R14. Thank you very much for your advice. To avoid contradictions we excluded this part from the article, as we have already explained by answering to the reviewer´s previous question number 4.

 

 

Round 2

Reviewer 1 Report

Comments and Suggestions for Authors

Please cite parallel studies. 

Comments on the Quality of English Language

Good

Author Response

Reviewer 1

Q1. Please cite parallel studies.

R1. We are thankful to the reviewer´s comment. Parallel studies are listed below the references 13,14,15,16,19 (marked in text in yellow).

 

Reviewer 3 Report

Comments and Suggestions for Authors

Thank you for sending me the response to my previous comments. I only have one minor suggestion:

1) Since the authors decided not to perform additional experiments regarding the d-dimer and western blot in this paper, I suggest to include them as recommendations for future studies, highlighting their importance as already explained in their responses. 

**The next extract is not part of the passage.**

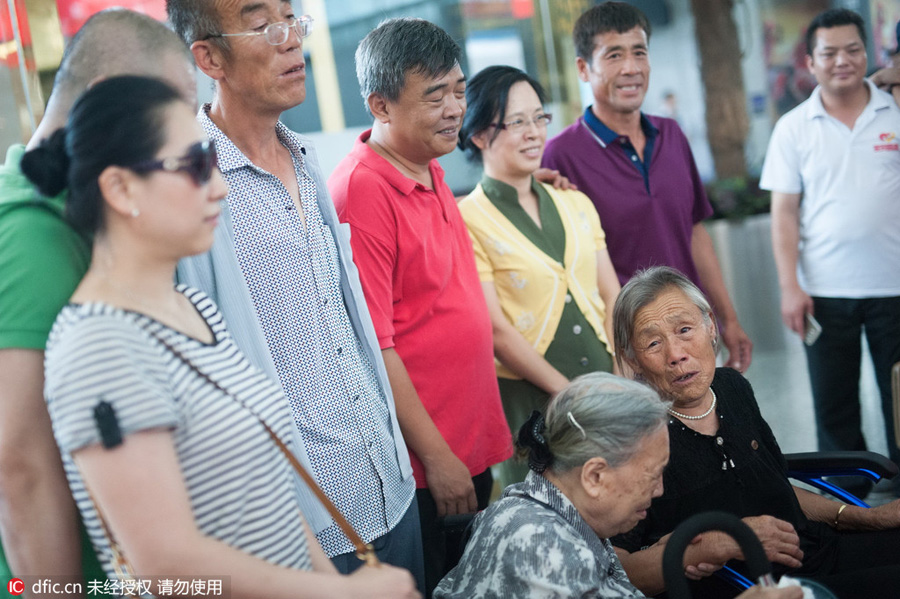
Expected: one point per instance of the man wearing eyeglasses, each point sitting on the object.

Comments on the Quality of English Language

No comment

Author Response

Reviewer 3

Q1. Thank you for sending me the response to my previous comments. I only have one minor suggestion: Since the authors decided not to perform additional experiments regarding the d-dimer and western blot in this paper, I suggest to include them as recommendations for future studies, highlighting their importance as already explained in their responses.

R1. Thank you for your suggestion. We included it in lines 424-431:  «It is worth noting that in this study we did not perform experiments regarding the D-dimer. Numerous studies showed that D-dimer is a marker of coagulation and thrombosis in COVID-19 and high D-dimer is associated with mortality in COVID-19 [28, 29]. Taking this into account, we consider the possibility of further studies includ-ing D-dimer and recommend it to other authors. Besides, in future studies it is also planned to conduct a western blot to detect MC proteases, which, in addition to immunohistochemical analysis, will ensure maximum accuracy and objectivity of the data.»